Interactive Apache Spark 4.1 learning environment — a VS Code extension with Claude-powered tutoring that turns your IDE into a hands-on Spark classroom.
Watch the full demo on YouTube
SparkTutor is a learn-by-doing environment for Apache Spark 4.1. Instead of watching videos or reading docs, you write real PySpark code in VS Code with an AI tutor guiding you through structured lessons — from creating your first SparkSession to building a complete bronze-silver-gold data pipeline.
Key features:
- Real code editor — write PySpark in Monaco with full syntax highlighting, autocomplete, and bracket matching
- Guided lessons — 8 lessons covering SparkSession, transforms, I/O, pipeline framework, bronze/silver/gold layers, and full pipeline assembly
- Depth levels — beginner (skeleton code + TODOs), intermediate (structural hints), advanced (just the objective)
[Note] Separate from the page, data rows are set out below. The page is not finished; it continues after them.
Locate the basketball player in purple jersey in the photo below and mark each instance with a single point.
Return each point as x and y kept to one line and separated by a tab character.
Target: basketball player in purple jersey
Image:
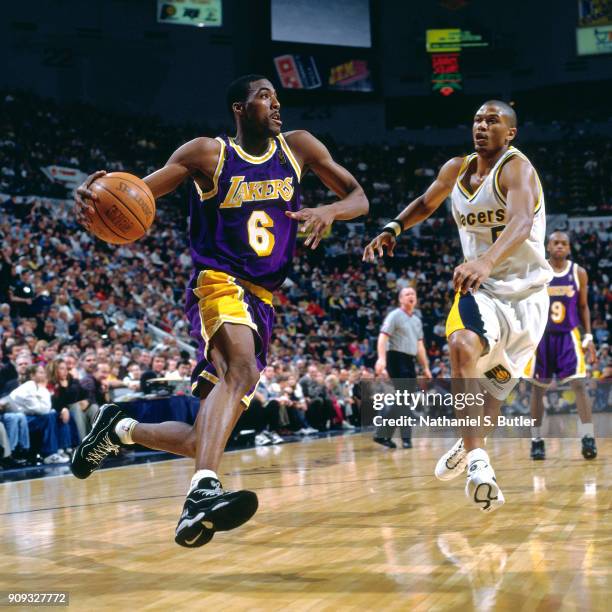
244	217
560	352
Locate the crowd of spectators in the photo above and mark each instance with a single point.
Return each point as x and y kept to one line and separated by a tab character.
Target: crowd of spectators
101	321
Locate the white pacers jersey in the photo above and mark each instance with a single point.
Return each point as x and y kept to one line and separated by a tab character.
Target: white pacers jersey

- AI-powered feedback — submit code and get categorized feedback: bugs, conventions, and best practices (via Claude or GitHub Copilot)
- AI tutor chat — ask questions about your code or Spark concepts, grounded in official Spark 4.1 documentation
- Zero-config in Codespaces — works with GitHub Copilot out of the box, no API key needed
- Cumulative exercises — code persists across steps so a SparkSession you build in step 3 is still there in step 7
- Session resume — close VS Code, come back later, pick up where you left off
┌─ VS Code ──────────────────────────────────────────────────┐
│ ┌─ Activity Bar ─┐ ┌─ Editor ──────┐ ┌─ Lesson Panel ───┐ │
│ │ Courses │ │ (Monaco) │ │ (Webview) │ │
│ │ └ Lesson 1 ✓ │ │ from pyspark │ │ Step 3/8 │ │
│ │ └ Lesson 2 ● │ │ df = spark... │ │ Create a DF... │ │
│ │ └ Lesson 3 │ │ df.show() │ │ │ │
│ │ │ │ │ │ [Hint] [Submit] │ │
│ │ │ │ │ │ ── Ask Tutor ── │ │
│ │ │ │ │ │ > question_ │ │
│ └────────────────┘ └───────────────┘ └──────────────────┘ │
│ ● Lakehouse │ Step 3/8 │ Beginner │ AI: Claude Status Bar │
└────────────────────────────────────────────────────────────┘
The extension uses a bridge pattern: TypeScript spawns a Python JSON-lines server (python -m sparktutor.server) that wraps the engine layer. Communication is via stdin/stdout — no HTTP, no ports, no configuration.
Click the button below to launch a fully configured environment in your browser — no local install needed:
The Codespace automatically installs all dependencies, builds the extension, and opens the SparkTutor sidebar. If you have a GitHub Copilot subscription, AI-powered code review and chat work out of the box — no API key required.
- VS Code 1.93+
- Python 3.10+
- Node.js 20+ (for building the extension)
# Clone the repo
git clone https://github.com/lisancao/sparktutor.git
cd sparktutor
# Install Python dependencies
pip install -e .
# Build and install the VS Code extension
cd sparktutor-vscode
npm install
bash package-vsix.sh
code --install-extension sparktutor-0.3.0.vsixThen reload VS Code (Ctrl+Shift+P → "Reload Window").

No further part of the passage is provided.